However, it should be noted that while there appears to be a widespread call from HCPs, medical students and educators for the integration of climate-related health training and education into medical curricula,10,29,31,32,33,36,37,38,39,41,42 not all share this view. In a study conducted among medical students in the US, 4.3% (n = 26) of 600 respondents somewhat or strongly disagreed that physicians should know about the health impacts of climate change for clinical practice, while a further 4.2% (n = 25) neither agreed nor disagreed.8 The clinical relevance of teaching climate change was also questioned by one participant in this study.
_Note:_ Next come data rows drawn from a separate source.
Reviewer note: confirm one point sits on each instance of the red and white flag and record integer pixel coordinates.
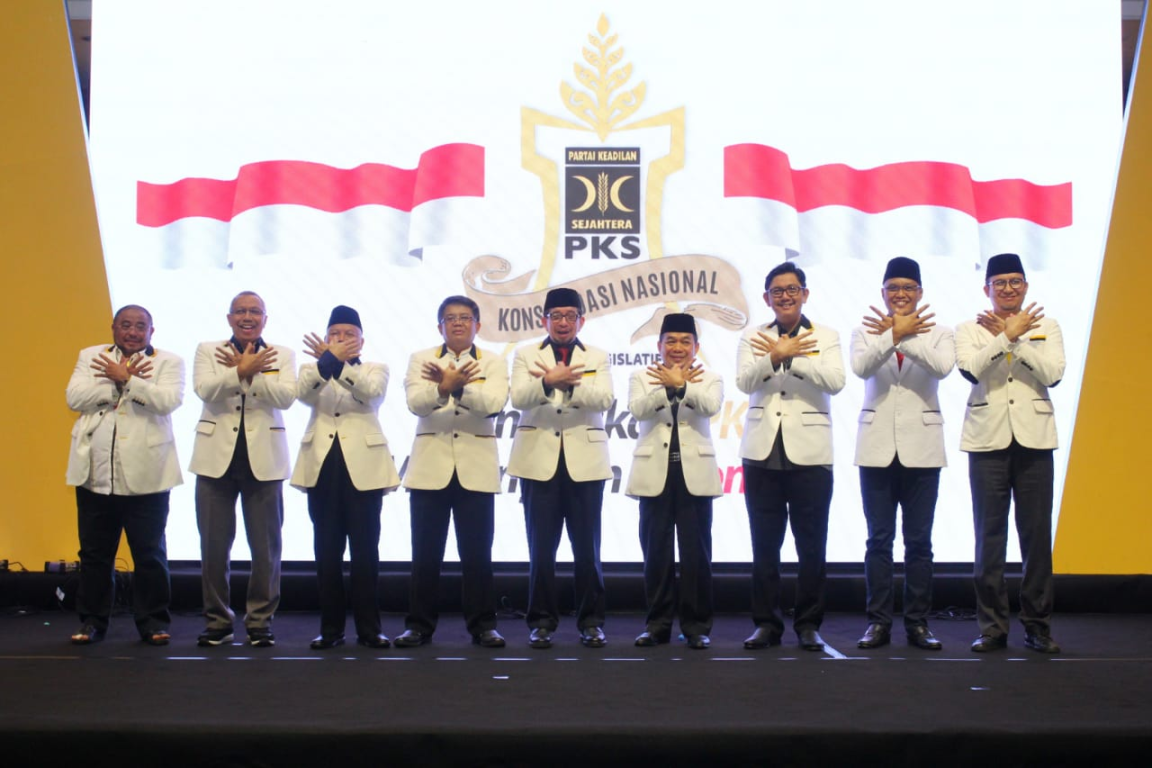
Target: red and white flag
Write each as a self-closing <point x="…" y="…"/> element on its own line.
<point x="293" y="205"/>
<point x="912" y="208"/>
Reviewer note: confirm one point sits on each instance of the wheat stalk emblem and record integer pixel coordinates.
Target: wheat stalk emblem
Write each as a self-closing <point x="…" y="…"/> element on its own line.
<point x="601" y="106"/>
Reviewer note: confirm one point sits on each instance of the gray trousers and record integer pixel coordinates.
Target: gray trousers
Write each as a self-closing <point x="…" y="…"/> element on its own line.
<point x="215" y="516"/>
<point x="998" y="478"/>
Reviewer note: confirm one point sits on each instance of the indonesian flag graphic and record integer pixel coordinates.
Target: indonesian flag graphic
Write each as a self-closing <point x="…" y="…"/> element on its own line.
<point x="293" y="205"/>
<point x="835" y="211"/>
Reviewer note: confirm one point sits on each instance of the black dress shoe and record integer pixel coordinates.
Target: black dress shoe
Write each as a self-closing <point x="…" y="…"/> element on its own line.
<point x="874" y="636"/>
<point x="325" y="641"/>
<point x="986" y="643"/>
<point x="378" y="640"/>
<point x="489" y="639"/>
<point x="810" y="640"/>
<point x="697" y="641"/>
<point x="648" y="639"/>
<point x="762" y="638"/>
<point x="922" y="637"/>
<point x="593" y="638"/>
<point x="410" y="639"/>
<point x="1040" y="643"/>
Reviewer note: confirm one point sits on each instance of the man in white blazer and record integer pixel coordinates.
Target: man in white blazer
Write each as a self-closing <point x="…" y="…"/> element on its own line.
<point x="902" y="355"/>
<point x="675" y="477"/>
<point x="241" y="450"/>
<point x="456" y="390"/>
<point x="789" y="369"/>
<point x="123" y="464"/>
<point x="1012" y="355"/>
<point x="346" y="468"/>
<point x="560" y="454"/>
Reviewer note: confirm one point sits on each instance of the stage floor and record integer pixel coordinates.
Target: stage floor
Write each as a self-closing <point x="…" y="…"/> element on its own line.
<point x="451" y="702"/>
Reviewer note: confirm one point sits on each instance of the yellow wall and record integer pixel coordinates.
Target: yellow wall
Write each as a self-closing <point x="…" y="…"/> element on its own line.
<point x="55" y="295"/>
<point x="1106" y="514"/>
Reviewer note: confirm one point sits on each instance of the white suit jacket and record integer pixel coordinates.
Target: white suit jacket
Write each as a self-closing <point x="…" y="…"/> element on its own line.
<point x="795" y="398"/>
<point x="901" y="413"/>
<point x="574" y="418"/>
<point x="345" y="407"/>
<point x="1010" y="382"/>
<point x="455" y="434"/>
<point x="143" y="413"/>
<point x="220" y="388"/>
<point x="649" y="403"/>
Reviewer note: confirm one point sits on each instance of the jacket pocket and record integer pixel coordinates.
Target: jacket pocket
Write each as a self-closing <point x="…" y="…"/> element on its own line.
<point x="933" y="418"/>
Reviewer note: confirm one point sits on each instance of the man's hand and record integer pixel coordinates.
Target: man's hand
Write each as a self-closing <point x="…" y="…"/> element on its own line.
<point x="451" y="379"/>
<point x="783" y="348"/>
<point x="121" y="372"/>
<point x="904" y="326"/>
<point x="316" y="346"/>
<point x="879" y="324"/>
<point x="675" y="377"/>
<point x="248" y="363"/>
<point x="1013" y="326"/>
<point x="561" y="377"/>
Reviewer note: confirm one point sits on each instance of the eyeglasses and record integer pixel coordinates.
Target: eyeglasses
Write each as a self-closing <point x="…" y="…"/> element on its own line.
<point x="909" y="288"/>
<point x="790" y="290"/>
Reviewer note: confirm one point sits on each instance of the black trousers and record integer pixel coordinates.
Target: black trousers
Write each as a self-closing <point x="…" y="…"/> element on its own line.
<point x="343" y="515"/>
<point x="472" y="514"/>
<point x="677" y="516"/>
<point x="998" y="478"/>
<point x="550" y="506"/>
<point x="774" y="499"/>
<point x="914" y="491"/>
<point x="100" y="519"/>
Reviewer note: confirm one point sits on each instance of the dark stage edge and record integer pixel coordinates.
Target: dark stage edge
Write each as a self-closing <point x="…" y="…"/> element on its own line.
<point x="454" y="704"/>
<point x="846" y="590"/>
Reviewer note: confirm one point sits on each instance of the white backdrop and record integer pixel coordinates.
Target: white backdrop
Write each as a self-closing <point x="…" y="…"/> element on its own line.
<point x="1005" y="90"/>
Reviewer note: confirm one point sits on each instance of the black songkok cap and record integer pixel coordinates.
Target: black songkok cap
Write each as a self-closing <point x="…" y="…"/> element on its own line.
<point x="1002" y="264"/>
<point x="563" y="297"/>
<point x="345" y="316"/>
<point x="903" y="267"/>
<point x="679" y="322"/>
Other opposing perspectives point to structural barriers, such as an already crowded curriculum and a high burden of academic and clinical work.10,30,33 While such opposing views highlight important concerns that should be critically evaluated and addressed, they present an opportunity to re-evaluate how the interconnection between climate change and health is framed and presented. Instead of viewing the topic as an additional burden, the integration of climate-related health education in medical curricula could be seen as an opportunity to improve clinical practices43 and strengthen the understanding of the interplay between people and the environment and how this affects health41 while remaining practical and contextually relevant.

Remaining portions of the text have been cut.